Haidt, Chapter 6, "Taste Buds of the Righteous Mind"

  • Analogy of moral sense to taste sense. "the righteous mind is like a tongue with six taste receptors"
  • Unpacking the metaphor:
  • Places where our sensitivities to underlying value perception have depth from evolution, but have flexibility or plasticity from the "big brain", which allows for shaping within culture and retriggering.
  • Morality is rich, not reducible to one taste. A way of perceiving the world. against moral monism
  • Like cuisines, there is variation, but within a range.
  • Mentions Enlightenment approaches, again: argument against the reductive project of philosophical ethics 113-114. ethics more like taste than science.
  • Hume's three way battle: Enlightenment thinkers united in rejecting revelation as basis of morality, but divided between an transcendent view of reason as the basis (Kant) or the view that morality is part of our nature (Hume, Darwin, etc.). Hume's empiricism. also for him, morality is like taste
  • Autism argument: Bentham (utlitarianism), Kant (deontology). Think about the person who can push the fat guy.

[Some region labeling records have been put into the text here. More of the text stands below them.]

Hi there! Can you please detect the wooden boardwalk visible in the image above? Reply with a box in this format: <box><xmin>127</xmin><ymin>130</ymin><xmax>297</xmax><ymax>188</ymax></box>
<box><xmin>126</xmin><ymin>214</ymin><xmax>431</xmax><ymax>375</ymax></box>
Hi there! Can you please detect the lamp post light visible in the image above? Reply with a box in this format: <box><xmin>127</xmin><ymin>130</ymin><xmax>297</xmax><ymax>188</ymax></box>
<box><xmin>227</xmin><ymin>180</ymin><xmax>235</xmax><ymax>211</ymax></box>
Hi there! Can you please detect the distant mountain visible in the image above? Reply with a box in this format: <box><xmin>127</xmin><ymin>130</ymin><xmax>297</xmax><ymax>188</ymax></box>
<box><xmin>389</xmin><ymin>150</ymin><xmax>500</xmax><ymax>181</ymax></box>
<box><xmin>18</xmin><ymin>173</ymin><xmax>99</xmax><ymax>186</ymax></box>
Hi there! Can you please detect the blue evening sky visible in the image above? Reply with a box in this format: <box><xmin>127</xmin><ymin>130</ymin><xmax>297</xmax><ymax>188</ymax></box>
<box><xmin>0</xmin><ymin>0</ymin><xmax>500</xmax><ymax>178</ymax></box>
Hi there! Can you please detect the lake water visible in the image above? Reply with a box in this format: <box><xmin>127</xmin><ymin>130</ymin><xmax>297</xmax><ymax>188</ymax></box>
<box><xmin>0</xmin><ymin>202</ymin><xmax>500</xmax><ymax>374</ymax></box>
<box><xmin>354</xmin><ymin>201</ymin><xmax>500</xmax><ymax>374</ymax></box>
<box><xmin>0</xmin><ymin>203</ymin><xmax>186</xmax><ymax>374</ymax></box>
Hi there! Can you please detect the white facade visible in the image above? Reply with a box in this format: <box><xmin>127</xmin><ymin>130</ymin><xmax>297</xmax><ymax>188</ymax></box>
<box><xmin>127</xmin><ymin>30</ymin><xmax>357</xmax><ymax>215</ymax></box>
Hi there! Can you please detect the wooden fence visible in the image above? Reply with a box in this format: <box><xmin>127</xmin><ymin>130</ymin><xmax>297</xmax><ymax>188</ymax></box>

  • Bentham told us to use arithmetic, Kant logic, to resolve moral problems. Note Bentham image and eccentric ideas. Baron-Cohen article on Bentham as having Asperger's Syndrome (part of the autism range). Kant also a solitary. Just saying. clarify point of analysis. not ad hominem. part of Enlightenment philosophy's rationalism -- a retreat from observation.
  • The x/y axis on page 117 shows a kind of "personality space" that could be used to locate Enlightenment rationalists. (Note that Haidt is looking at the psychology of the philosopher for clues about the type of theory they might have!)
  • Major global religious and ethical culture identifies virtues that seem to respond to similar basic problems of social life.
  • Avoiding bad evolutionary theory or evolutionary psychology: "just so stories" -- range of virtues suggested "receptors", but for what? the virtue? some underlying response to a problem-type?
  • Moral taste receptors found in history of long standing challenges and advantages of social life. The "moral foundations" in Haidt's theory just are the evolved psychological centers of evaluation that make up moral consciousness for humans.
  • Modularity in evolutionary psychology, centers of focus, like perceptual vs. language systems. Sperber and Hirshfield: "snake detector" - note on deception/detection in biology/nature. responses to red, Hyperactive agency detection.
  • See chart, from shared folder: C F L A S: Care/Harm, Fairness/Cheating, Loyalty/Betrayal, Authority/Subversion, Sanctity/Degradation
  • Work through chart. Note how the "adaptive challenges" are some of the things we have been reading research on.
  • Original vs. current triggers, 123 Reason/Intuition
  • Small group discussion: Try to find examples from everyday life of events do or would trigger each of these foundations. Consider either real cases of people you know and the things they say or examples from general knowledge, or even hypothetical examples. For example:
  • You and your friends all worry about COVID cases, but some more than others. Might be observing the Care/Harm trigger, or Sanctity/Degradation.
  • You and your friends all occasionally enjoy risqué humor, but you are uncomfortable listening to people talk about intimate things like sex casually. Maybe you have a different sanctity trigger.
  • You hear someone talk uncharitably about someone who sees them as a good friend. You are triggered for disloyalty.
  • You and a co-worker agree that your boss is a bit full of himself. You find yourself pushing back, but your co-worker just ignores his boorish behavior. You have different triggers for authority and subversion.
  • You like Tucker Carlson, but then you see that one of his pro-Putin shows is being run on Russian TV along with Trump’s and Pompeo’s praise for the warmongering dictator. It feels like betrayal.
  • Focus on both ways that we are all triggered and ways that we are differentially triggered.